Titanium Paws: Anyone who ever watched the TV series The Six Million Dollar Man back in the late 1970s remembers the opening words, “We can rebuild him. We have the technology.” Now in the 2000s we do have the technology.
Not necessarily as “super” as actor Lee Majors in the series, but certainly enough able to rebuild the lives of not only people but animals as well.
Two cats in Siberian Russia have received four 3D printed titanium paws enabling them to walk, run, and play after losing their feet to frostbite.
The most recent case is the story of the grey cat, Dymka, a full blooded British Shorthair, who was found in October of 2018 alongside the road in Novokuznetsk and taken to a clinic where the veterinarian had to amputate all four of her paws, most of her tail and her ears before gangrene set in.
He then sent the cat to Dr. Sergei Gorshkov in Novosibirsk. According to The Moscow Times, until recently she would have had to be euthanized; but the veterinarian joined together with Tomsk Polytechnic University in Tomsk, Russia to provide her with new feet.
Titanium Paws
The scientists at the University took CT scans of her legs to produce data that was fed into a computer and made 3D printed titanium rods. Live Science explains that Dr.
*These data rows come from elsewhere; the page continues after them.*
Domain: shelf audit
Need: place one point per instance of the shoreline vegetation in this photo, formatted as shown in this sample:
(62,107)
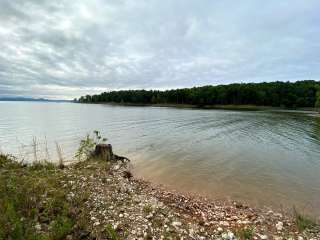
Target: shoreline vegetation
(248,96)
(213,107)
(97,197)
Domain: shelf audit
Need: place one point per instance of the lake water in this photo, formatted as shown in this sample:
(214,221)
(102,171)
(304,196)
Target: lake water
(261,157)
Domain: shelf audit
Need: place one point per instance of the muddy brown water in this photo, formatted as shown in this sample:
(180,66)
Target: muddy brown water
(265,158)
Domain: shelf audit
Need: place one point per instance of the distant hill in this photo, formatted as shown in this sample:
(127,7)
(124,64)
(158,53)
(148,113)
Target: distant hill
(27,99)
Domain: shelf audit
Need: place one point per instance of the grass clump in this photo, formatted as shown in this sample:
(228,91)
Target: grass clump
(302,221)
(245,233)
(33,203)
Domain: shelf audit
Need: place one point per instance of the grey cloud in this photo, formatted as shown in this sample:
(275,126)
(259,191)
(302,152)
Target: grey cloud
(62,49)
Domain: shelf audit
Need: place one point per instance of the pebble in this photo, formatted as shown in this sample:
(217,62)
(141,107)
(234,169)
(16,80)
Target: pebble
(176,224)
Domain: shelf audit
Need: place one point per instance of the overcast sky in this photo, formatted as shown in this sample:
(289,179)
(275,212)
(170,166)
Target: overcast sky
(67,48)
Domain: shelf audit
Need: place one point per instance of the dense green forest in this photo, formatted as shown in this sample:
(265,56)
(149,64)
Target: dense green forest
(277,94)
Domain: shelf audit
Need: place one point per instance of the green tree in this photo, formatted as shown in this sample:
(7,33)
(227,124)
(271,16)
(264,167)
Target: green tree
(317,105)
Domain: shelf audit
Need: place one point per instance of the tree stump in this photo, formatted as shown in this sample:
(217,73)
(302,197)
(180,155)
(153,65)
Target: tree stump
(104,152)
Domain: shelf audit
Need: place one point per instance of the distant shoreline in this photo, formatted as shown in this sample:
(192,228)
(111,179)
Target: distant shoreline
(213,107)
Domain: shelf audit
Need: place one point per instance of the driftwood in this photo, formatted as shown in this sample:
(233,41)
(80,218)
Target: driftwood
(104,152)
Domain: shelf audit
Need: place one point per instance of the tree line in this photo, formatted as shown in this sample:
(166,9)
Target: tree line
(277,94)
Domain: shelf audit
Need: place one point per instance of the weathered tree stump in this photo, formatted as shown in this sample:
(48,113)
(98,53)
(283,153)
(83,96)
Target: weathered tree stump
(104,152)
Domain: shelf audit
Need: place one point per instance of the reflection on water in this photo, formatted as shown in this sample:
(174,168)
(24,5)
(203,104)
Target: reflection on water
(264,157)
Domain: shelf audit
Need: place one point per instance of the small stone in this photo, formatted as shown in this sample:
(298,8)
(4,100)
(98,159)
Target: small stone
(96,223)
(224,223)
(279,226)
(37,227)
(176,224)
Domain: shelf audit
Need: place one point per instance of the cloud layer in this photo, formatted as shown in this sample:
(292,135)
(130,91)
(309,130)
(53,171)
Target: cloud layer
(63,49)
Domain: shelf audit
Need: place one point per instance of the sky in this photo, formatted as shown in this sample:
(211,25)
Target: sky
(64,49)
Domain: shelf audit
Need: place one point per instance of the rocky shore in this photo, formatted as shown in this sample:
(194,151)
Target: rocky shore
(107,202)
(138,210)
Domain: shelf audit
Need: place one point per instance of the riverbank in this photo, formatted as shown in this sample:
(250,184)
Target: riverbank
(95,199)
(217,107)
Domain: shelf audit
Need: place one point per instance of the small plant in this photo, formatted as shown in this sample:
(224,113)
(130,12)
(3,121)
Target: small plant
(147,209)
(60,156)
(245,233)
(302,221)
(88,144)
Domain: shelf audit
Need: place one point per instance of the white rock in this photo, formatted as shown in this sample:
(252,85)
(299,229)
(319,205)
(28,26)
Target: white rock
(279,226)
(38,227)
(263,237)
(96,223)
(224,223)
(176,224)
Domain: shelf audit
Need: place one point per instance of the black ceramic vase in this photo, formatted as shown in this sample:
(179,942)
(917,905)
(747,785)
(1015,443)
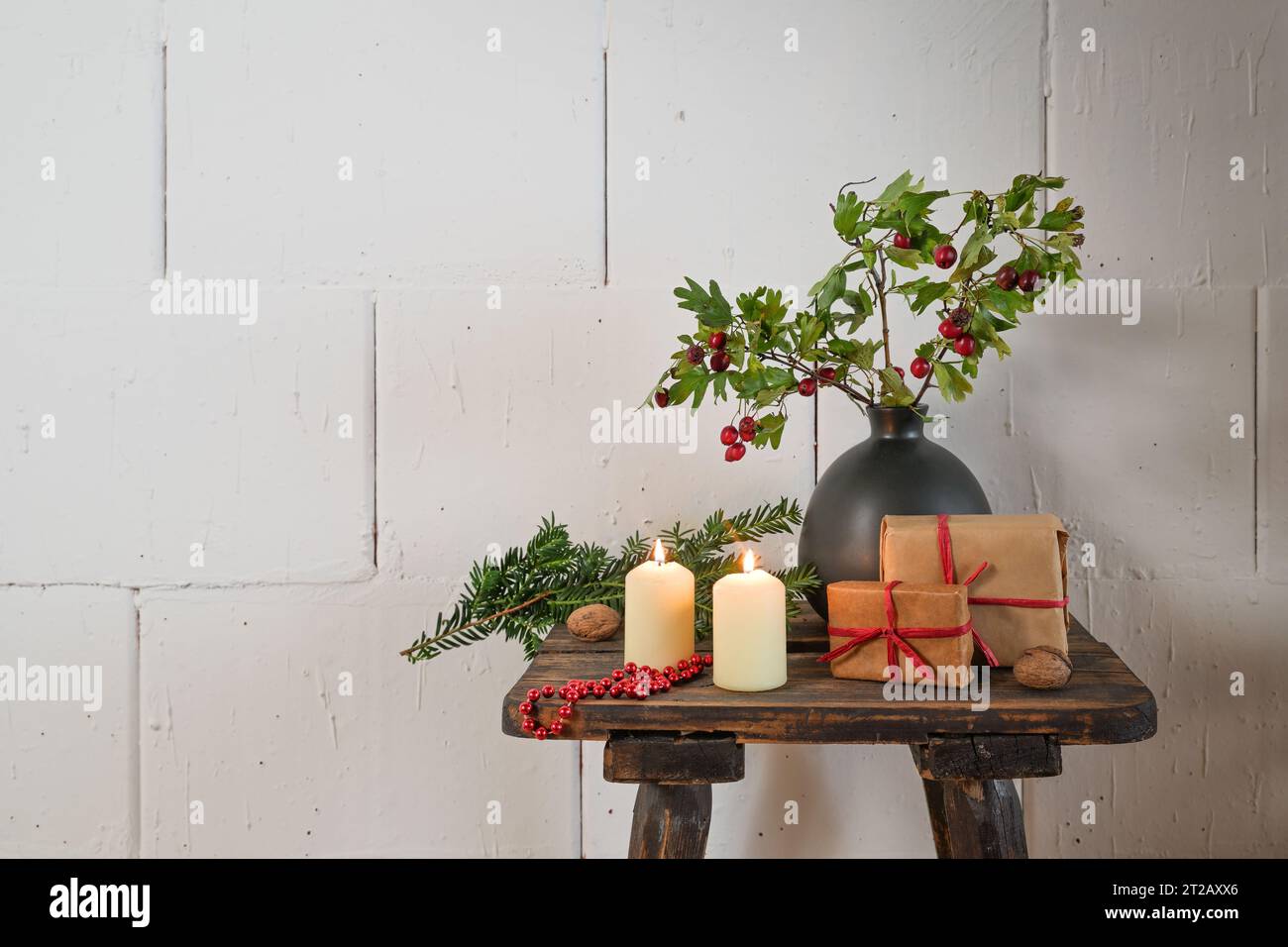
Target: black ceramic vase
(897,471)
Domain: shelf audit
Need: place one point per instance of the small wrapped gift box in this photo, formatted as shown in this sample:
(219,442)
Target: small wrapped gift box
(917,628)
(1013,565)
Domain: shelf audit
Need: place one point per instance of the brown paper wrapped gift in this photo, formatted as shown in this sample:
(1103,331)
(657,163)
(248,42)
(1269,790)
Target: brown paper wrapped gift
(879,625)
(1019,600)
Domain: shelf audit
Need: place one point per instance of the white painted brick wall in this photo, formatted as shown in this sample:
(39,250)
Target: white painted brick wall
(476,169)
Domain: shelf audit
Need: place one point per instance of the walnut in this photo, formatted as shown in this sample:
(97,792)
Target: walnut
(1043,669)
(593,622)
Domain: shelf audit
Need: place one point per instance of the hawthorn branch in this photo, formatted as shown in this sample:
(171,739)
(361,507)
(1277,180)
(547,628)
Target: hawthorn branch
(802,367)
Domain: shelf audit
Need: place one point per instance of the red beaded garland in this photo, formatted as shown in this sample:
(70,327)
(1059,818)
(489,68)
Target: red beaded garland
(627,681)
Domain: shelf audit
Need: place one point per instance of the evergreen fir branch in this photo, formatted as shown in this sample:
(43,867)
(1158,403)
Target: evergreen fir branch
(529,589)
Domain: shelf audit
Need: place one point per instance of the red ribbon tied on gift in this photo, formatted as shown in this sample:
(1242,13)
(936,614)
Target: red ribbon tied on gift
(945,558)
(896,637)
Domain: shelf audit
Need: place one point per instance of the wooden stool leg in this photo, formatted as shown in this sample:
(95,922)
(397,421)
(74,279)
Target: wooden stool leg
(674,771)
(671,821)
(974,808)
(975,818)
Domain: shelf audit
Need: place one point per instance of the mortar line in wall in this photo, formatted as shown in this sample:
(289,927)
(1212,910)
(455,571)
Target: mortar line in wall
(375,441)
(1256,429)
(165,158)
(605,151)
(137,722)
(1046,86)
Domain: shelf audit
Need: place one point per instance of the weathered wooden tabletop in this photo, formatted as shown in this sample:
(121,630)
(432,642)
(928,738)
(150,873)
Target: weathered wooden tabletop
(1103,702)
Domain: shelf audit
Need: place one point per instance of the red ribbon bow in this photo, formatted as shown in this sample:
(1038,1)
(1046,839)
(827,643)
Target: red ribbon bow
(896,635)
(945,558)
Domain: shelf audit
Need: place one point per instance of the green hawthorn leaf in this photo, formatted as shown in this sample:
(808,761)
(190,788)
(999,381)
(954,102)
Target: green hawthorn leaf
(818,287)
(952,384)
(1055,221)
(969,260)
(930,292)
(906,258)
(1005,302)
(848,213)
(832,290)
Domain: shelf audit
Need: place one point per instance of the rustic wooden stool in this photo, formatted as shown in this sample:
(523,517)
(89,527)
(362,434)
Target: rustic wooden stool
(675,746)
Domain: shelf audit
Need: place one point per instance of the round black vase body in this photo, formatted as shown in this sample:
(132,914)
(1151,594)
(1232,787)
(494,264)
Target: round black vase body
(897,471)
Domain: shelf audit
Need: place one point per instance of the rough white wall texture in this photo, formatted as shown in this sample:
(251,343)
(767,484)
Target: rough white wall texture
(241,518)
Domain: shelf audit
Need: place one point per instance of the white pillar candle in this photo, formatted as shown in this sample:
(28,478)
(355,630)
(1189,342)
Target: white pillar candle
(750,625)
(658,611)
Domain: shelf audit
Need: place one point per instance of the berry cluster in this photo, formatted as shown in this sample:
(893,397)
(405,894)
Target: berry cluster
(627,681)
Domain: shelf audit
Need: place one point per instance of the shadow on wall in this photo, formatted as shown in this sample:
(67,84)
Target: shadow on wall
(1211,783)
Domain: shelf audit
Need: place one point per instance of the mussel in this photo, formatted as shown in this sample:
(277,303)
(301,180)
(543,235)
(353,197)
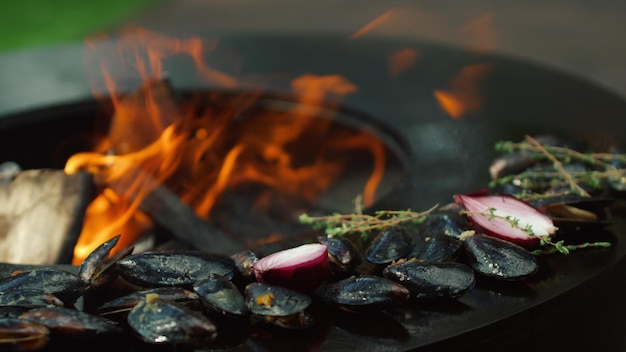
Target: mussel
(430,279)
(173,268)
(220,295)
(119,308)
(29,298)
(158,321)
(363,292)
(278,306)
(391,243)
(343,255)
(20,335)
(63,284)
(70,322)
(497,258)
(440,248)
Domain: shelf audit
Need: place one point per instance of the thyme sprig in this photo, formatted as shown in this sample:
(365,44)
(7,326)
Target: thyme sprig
(341,224)
(558,166)
(603,169)
(544,241)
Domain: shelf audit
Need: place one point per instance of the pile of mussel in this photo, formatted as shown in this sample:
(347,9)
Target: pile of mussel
(192,298)
(187,298)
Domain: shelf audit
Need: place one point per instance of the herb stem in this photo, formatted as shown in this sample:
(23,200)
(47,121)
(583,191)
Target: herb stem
(559,166)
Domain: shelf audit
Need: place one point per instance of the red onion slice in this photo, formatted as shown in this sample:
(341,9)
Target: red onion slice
(301,268)
(507,217)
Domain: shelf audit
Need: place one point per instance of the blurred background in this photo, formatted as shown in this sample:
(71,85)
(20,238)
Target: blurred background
(581,37)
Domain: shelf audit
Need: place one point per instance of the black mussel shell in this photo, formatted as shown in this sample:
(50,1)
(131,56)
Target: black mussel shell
(343,255)
(93,262)
(574,213)
(120,307)
(430,279)
(391,243)
(220,295)
(63,284)
(70,322)
(274,301)
(13,311)
(440,248)
(498,258)
(20,335)
(363,292)
(446,221)
(173,268)
(159,321)
(29,298)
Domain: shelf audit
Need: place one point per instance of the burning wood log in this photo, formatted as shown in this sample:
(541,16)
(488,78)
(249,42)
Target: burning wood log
(41,215)
(167,211)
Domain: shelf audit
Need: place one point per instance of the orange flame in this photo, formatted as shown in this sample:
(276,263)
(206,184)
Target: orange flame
(464,96)
(374,23)
(154,140)
(402,60)
(479,33)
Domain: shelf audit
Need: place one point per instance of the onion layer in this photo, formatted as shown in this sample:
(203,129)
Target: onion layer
(301,268)
(507,217)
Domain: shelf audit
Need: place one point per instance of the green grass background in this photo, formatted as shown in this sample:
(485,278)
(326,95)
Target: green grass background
(29,23)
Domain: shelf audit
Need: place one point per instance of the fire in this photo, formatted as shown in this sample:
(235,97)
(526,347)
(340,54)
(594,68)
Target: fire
(374,23)
(464,94)
(402,60)
(154,140)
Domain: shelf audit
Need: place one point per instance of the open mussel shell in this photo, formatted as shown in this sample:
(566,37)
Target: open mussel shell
(29,298)
(20,335)
(575,213)
(391,243)
(343,255)
(220,295)
(440,248)
(446,221)
(119,308)
(363,292)
(173,268)
(70,322)
(13,311)
(278,306)
(244,262)
(158,321)
(94,261)
(64,285)
(497,258)
(430,279)
(274,301)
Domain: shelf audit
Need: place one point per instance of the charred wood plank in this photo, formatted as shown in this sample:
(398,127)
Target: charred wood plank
(167,210)
(41,215)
Gorshkov fused the rods to her leg bones using a calcium phosphate coating to reduce the chance of infection.
The paws were fashioned from a flexible material with a textured underside. Dymka had her front feet done, and, after seeing that her body accepted the prosthesis, her back feet were done by July of 2019.
In December of 2019, a video was posted to YouTube by the clinic that spent six months nursing her back to health. The video shows the kitty stretching like all cats do, walking around, and playing with a blanket’s fringe.
According to Komsomolskaya Pravda, when Dymka awakened from the anesthetic she immediately tried to stand up and in just a few days was able to get around by herself on here new titanium paws.
When the woman who rescued her came to adopt Dymka, the cat kept rubbing up against her and seemed to remember her even after six months at the clinic.
The Siberian Times tells the story of Ryzhik, a ginger tabby who was found in Tomsk in the January cold of – 40° in 2016. His feet and ears also had to be removed, and he was taken to Dr. Gorshkov who did the first procedure with 3D printed titanium rods and paws.
The rods were inserted into a drilled opening in the bone and held with pins. According to Dr. Gorshkov, “The limbs have fully connected with the skin and bone. The part of the limb that goes inside the body is spongy, the bone tissue grows inside it.”
The cat never tried to get the feet off, and, after some adjustment period, Ryzhik has accepted his new feet and has been doing very well in his home at Gorshkov’s clinic.
3D printing is making remarkable strides helping with veterinary medicine. Recently, Fred, a female tortoise in Brazil, received a new 3D printed shell courtesy of Dr. Rodrigo Rabello after she lost most of her own in a fire, according to HuffPost.
More and more animals have been given new hope, and 3D Printing Industry tells of ten including Buttercup the duck in Tennessee who was fitted with a new 3D printed foot to replace her deformed one thanks to Feathered Angels Waterfowl Sanctuary.
An American Bald Eagle from Alaska, Beauty, received a new 3D beak at Birds of Prey Northwest in Idaho after hers was shot off by a poacher, and Grecia, a toucan from Costa Rica who was beaten by a group of heartless teenagers and lost the top part of his beak received a 3D replacement due to a crowdfunding campaign set up by Luciano Lacayo and ZOOAVE Animal Rescue Center.
Animal Avengers Create A 3D Printed Shell to Save a Burnt Tortoise
While none of these animals can be reintroduced to the wild, thanks to 3D printing technology they can lead long and happy lives.